What precautions should my doctor and I be aware of when taking this medication?

  • Many medications may interact with benztropine, including cough and cold medications, antihistamines or sleep aides, some antidepressants, monoamine oxidase inhibitors, and several other medications. If you are (or begin) taking any other prescription, over-the-counter medication, natural health product, or supplement, check with your doctor or pharmacist to see if they are safe to use.
  • While taking benztropine, if you feel dizzy, drowsy, or slowed down, do not drive a car or operate heavy machinery. Alcohol could make this worse. Try to avoid alcohol while taking benztropine.

What special instructions should I follow while using this medication?

  • Keep all appointments with your doctor.
  • Your doctor may order certain assessments and tests (for example, abnormal involuntary movement testing). This is to monitor your condition, check how you are responding to benztropine, and monitor for side effects.
  • Do not allow anyone else to use your medication.

What should I do if I forget to take a dose of this medication?

If you are taking benztropine regularly and forget to take a dose, take the missed dose as soon as you remember.

However, if it is within 8 hours of your next scheduled dose, skip the missed dose and continue with your regular schedule. DO NOT double your next dose to try to ‘catch up’.

How do I store this medication?

Keep this medication in the original container, stored at room temperature away from moisture and heat and protected from light. Keep this medication out of reach and sight of children.

How does this medication work?

Benztropine affects the actions of the brain chemicals acetylcholine, histamine and dopamine. Benztropine restores the balance between the dopamine and acetylcholine in the parts of the brain that control the action of muscles. This improves the movement side effects caused by antipsychotic medications and Parkinson’s disease.

How well does the medication work in children and adolescents?

Benztropine has been shown to be better than placebo (an inactive pill) for the treatment of movement side effects associated with antipsychotic medications (for example, risperidone, loxapine, or haloperidol). Benztropine may relieve or prevent the following symptoms: severe physical restlessness, agitation, fidgeting and pacing (akathisia), spasms of the eyes, tongue, jaw, neck and back muscles (dystonia), muscle stiffness, rigidity, difficulty initiating movement, unstable posture, shuffling steps when walking, slowed movement, and shakiness (Parkinsonian effects).

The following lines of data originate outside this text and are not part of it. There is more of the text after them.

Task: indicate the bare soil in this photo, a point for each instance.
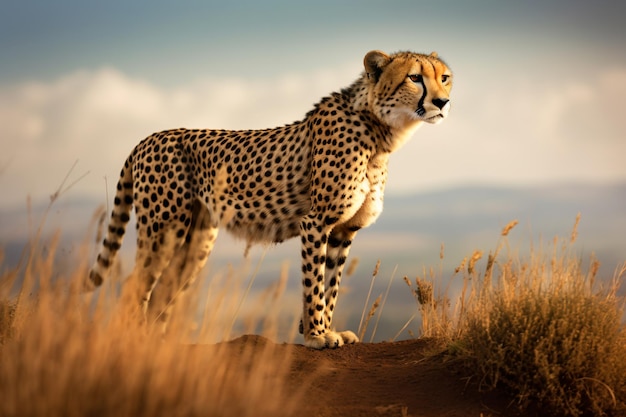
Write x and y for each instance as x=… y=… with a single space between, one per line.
x=405 y=378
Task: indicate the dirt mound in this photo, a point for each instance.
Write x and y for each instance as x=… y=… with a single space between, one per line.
x=382 y=379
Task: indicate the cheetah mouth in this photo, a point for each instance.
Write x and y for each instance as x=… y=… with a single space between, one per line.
x=436 y=118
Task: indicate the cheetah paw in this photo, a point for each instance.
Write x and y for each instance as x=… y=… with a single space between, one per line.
x=330 y=340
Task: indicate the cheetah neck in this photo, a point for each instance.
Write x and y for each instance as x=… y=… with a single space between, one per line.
x=393 y=136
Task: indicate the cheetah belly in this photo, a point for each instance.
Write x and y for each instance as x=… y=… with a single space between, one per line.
x=271 y=220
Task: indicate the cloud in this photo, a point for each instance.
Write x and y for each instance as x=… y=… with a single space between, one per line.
x=97 y=117
x=508 y=130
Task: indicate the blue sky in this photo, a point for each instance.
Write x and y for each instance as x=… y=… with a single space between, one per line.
x=538 y=95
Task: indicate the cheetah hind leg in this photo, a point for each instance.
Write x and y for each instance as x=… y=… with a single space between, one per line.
x=184 y=268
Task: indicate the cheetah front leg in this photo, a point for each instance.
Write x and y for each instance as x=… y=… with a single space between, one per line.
x=315 y=325
x=339 y=244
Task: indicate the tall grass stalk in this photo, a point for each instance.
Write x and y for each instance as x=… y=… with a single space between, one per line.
x=71 y=354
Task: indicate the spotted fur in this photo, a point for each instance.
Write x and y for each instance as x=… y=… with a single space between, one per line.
x=321 y=178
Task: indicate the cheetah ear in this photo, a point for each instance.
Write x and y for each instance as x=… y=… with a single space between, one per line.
x=374 y=62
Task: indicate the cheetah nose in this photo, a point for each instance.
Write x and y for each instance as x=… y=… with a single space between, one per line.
x=440 y=102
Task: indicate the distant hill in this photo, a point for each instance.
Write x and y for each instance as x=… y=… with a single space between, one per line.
x=407 y=237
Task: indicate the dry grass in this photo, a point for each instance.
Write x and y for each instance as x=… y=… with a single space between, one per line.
x=66 y=353
x=543 y=328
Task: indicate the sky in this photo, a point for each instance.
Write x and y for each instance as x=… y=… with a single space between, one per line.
x=538 y=94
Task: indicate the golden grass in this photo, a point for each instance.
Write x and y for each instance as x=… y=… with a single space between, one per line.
x=543 y=328
x=70 y=354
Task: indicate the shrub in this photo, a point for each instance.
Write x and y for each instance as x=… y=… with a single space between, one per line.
x=543 y=330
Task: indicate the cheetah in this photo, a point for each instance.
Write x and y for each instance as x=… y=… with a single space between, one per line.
x=321 y=178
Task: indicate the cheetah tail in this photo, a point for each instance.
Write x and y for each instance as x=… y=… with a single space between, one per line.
x=120 y=216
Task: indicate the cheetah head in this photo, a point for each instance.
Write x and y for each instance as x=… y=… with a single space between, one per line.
x=407 y=88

Benztropine usually does not improve a rare movement side effect that involves involuntary muscle movements of the lips, tongue, hands, or neck (tardive dyskinesia). Talk with your doctor if you experience these movements. This condition may become permanent and irreversible if left untreated in people who take antipsychotic medications at higher doses or for long periods of time.

How long should I take the medication for?

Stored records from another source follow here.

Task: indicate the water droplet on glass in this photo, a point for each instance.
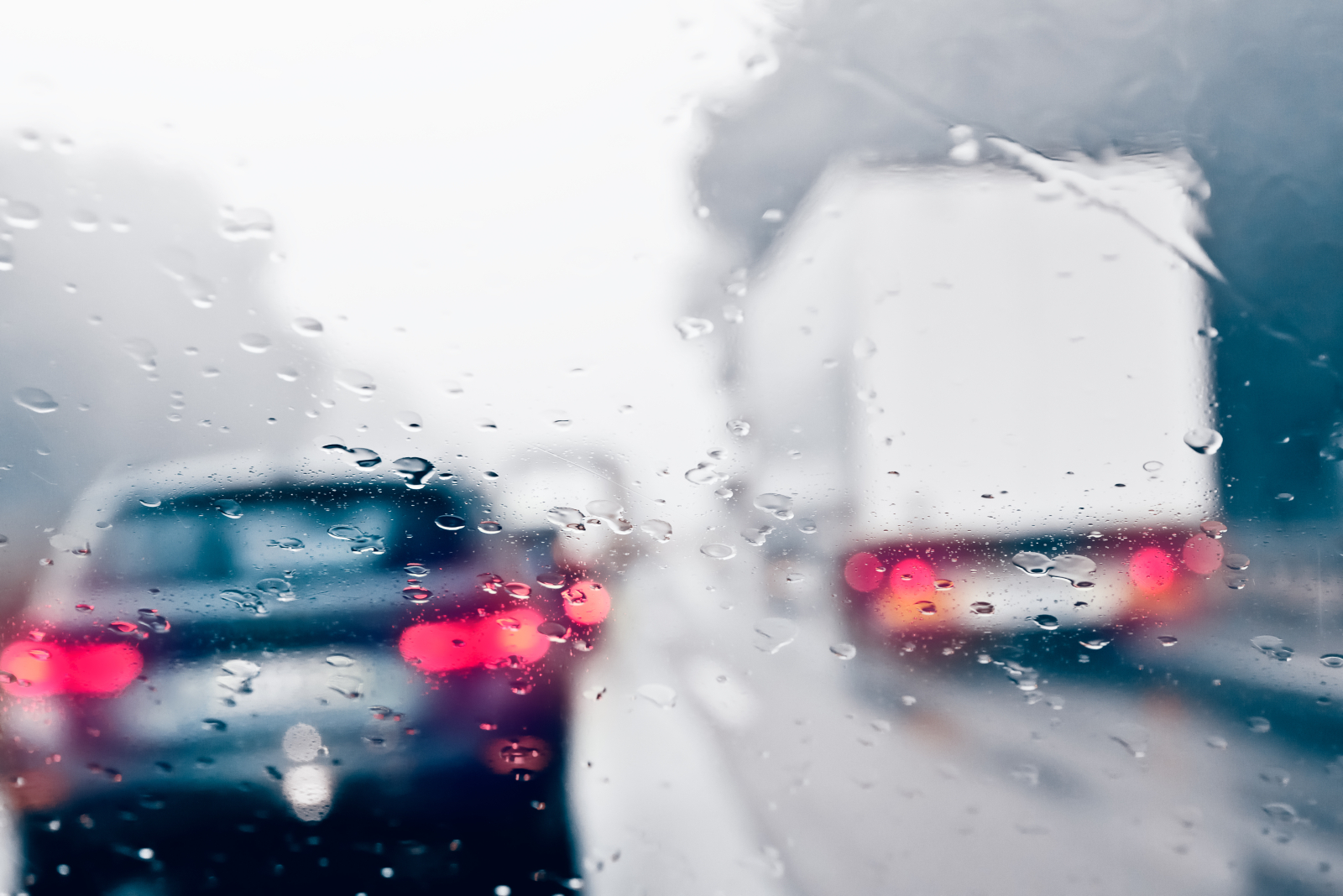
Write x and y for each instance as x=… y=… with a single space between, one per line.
x=311 y=327
x=609 y=511
x=1205 y=441
x=1074 y=569
x=34 y=400
x=704 y=474
x=277 y=588
x=693 y=327
x=410 y=421
x=254 y=342
x=413 y=471
x=772 y=635
x=1032 y=564
x=356 y=381
x=1273 y=647
x=24 y=215
x=778 y=504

This depends on the symptoms you have, how frequently they occur, and how long you have had them. Treatment with benztropine is only needed if you experience movement side effects from antipsychotic medications.

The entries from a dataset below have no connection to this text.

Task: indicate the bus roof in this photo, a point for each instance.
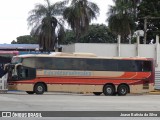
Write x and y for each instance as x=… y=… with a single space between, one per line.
x=79 y=55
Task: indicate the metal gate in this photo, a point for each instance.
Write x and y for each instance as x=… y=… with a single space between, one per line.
x=157 y=80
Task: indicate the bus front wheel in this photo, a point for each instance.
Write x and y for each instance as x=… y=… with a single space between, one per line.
x=39 y=88
x=108 y=90
x=122 y=90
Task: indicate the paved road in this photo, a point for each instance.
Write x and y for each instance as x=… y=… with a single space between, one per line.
x=20 y=101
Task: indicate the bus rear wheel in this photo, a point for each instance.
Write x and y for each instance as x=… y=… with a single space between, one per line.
x=39 y=88
x=97 y=93
x=122 y=90
x=108 y=90
x=30 y=92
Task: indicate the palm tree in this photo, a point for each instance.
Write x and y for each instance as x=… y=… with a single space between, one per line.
x=122 y=17
x=79 y=14
x=44 y=23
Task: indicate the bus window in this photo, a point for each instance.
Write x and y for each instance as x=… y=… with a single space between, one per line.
x=147 y=66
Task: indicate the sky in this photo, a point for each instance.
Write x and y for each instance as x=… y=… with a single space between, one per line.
x=14 y=13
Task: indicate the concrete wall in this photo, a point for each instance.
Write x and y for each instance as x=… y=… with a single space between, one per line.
x=122 y=50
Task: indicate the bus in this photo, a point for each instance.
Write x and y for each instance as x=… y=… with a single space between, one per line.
x=6 y=57
x=80 y=72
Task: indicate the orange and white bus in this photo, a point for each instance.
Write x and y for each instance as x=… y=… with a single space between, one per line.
x=80 y=72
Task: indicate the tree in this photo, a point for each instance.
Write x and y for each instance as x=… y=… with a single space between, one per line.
x=44 y=23
x=149 y=10
x=96 y=34
x=79 y=14
x=26 y=39
x=121 y=18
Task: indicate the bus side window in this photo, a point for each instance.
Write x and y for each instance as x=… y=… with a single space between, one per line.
x=147 y=66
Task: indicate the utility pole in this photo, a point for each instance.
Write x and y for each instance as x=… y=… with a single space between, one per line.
x=145 y=26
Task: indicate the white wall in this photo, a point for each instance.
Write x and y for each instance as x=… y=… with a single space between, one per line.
x=122 y=50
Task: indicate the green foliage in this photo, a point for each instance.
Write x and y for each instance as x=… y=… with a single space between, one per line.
x=26 y=39
x=79 y=14
x=44 y=23
x=122 y=18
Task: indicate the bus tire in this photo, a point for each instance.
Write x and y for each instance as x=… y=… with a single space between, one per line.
x=30 y=92
x=122 y=90
x=97 y=93
x=108 y=90
x=39 y=88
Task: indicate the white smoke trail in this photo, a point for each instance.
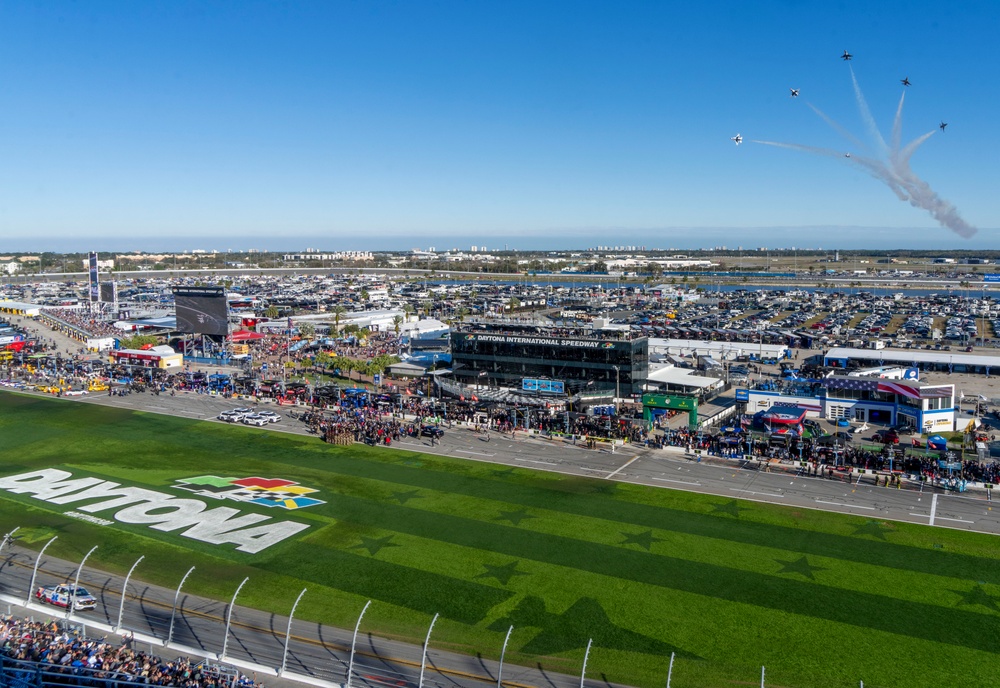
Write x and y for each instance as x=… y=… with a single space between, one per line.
x=895 y=171
x=897 y=125
x=866 y=115
x=833 y=124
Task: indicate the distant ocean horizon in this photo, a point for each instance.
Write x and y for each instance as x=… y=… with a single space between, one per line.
x=678 y=239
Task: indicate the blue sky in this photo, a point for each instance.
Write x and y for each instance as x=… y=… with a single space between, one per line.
x=399 y=124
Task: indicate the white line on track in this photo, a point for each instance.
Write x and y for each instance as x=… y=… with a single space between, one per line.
x=469 y=451
x=849 y=506
x=623 y=467
x=762 y=494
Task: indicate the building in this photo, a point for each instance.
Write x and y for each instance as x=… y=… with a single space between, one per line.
x=929 y=408
x=549 y=360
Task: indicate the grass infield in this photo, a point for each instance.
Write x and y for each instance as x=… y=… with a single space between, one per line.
x=821 y=599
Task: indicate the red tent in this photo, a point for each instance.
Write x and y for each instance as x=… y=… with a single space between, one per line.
x=245 y=336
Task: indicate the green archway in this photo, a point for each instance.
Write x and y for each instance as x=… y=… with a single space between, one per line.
x=677 y=402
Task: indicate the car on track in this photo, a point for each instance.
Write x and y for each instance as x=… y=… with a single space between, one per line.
x=59 y=595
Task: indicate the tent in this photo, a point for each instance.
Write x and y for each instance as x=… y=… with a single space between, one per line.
x=245 y=336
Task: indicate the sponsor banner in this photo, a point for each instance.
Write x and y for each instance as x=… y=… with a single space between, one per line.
x=547 y=341
x=95 y=294
x=190 y=518
x=543 y=386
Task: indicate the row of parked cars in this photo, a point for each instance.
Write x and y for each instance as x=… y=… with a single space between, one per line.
x=249 y=416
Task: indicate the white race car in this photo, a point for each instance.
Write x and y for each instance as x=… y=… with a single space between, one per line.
x=59 y=595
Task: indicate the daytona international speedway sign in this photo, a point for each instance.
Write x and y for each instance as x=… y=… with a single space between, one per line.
x=192 y=518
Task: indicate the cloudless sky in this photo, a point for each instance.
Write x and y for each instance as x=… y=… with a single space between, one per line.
x=534 y=124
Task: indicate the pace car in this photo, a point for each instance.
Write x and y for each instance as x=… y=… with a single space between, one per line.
x=59 y=595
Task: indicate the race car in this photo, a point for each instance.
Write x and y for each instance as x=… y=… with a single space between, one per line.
x=59 y=596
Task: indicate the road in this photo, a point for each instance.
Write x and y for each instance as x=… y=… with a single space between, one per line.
x=671 y=468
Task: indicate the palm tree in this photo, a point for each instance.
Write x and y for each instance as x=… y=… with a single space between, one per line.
x=337 y=312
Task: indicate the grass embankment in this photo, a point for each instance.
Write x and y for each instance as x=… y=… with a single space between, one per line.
x=820 y=599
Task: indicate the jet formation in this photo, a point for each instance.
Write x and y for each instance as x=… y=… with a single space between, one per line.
x=888 y=162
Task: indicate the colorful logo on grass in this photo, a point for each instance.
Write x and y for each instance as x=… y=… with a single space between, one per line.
x=263 y=491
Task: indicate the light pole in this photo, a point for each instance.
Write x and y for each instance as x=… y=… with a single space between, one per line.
x=288 y=632
x=354 y=640
x=423 y=658
x=38 y=559
x=502 y=653
x=617 y=381
x=173 y=611
x=229 y=618
x=76 y=582
x=121 y=609
x=586 y=656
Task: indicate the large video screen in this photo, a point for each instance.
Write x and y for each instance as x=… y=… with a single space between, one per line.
x=108 y=292
x=201 y=310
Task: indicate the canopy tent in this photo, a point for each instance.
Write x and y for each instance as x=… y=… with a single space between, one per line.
x=245 y=336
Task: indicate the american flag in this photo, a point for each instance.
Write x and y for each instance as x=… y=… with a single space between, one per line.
x=855 y=383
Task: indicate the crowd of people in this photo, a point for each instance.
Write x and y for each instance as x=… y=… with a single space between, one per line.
x=55 y=649
x=79 y=326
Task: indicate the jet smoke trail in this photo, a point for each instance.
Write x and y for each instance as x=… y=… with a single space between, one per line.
x=837 y=127
x=866 y=114
x=897 y=125
x=895 y=171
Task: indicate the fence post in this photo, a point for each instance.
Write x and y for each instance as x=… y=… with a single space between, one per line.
x=38 y=559
x=502 y=653
x=288 y=632
x=229 y=617
x=121 y=609
x=423 y=657
x=354 y=640
x=173 y=611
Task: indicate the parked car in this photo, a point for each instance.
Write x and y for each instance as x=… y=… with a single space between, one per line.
x=60 y=595
x=886 y=437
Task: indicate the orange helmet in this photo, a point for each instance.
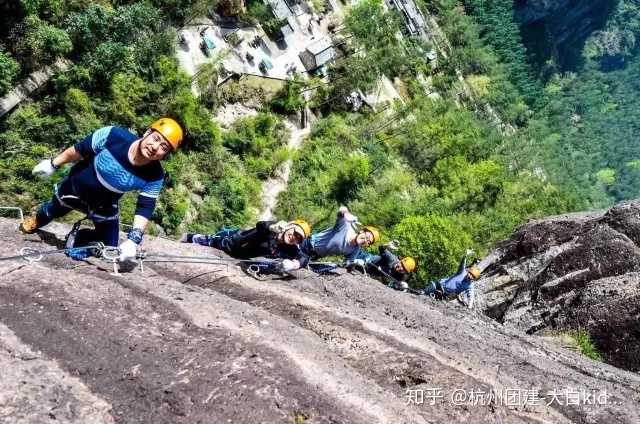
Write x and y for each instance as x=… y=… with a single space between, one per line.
x=170 y=130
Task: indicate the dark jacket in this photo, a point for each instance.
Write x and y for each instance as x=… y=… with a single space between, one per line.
x=261 y=241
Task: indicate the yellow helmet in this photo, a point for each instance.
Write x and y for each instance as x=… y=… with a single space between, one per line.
x=408 y=263
x=170 y=130
x=304 y=225
x=374 y=232
x=475 y=272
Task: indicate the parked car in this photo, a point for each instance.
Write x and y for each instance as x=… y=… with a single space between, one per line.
x=265 y=65
x=184 y=37
x=207 y=45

Some people may require benztropine for a short duration, while others continue to take this medication for as long as they are taking antipsychotic medications. Your doctor may re-assess over time the need for you to continue benztropine treatment.

Do not increase, decrease, or stop taking this medication without discussing it with your doctor. If you stop taking benztropine suddenly, it is possible that you may experience a return of muscle stiffness or uncomfortable withdrawal effects such as irritability, nausea, vomiting, headache, or difficulties sleeping.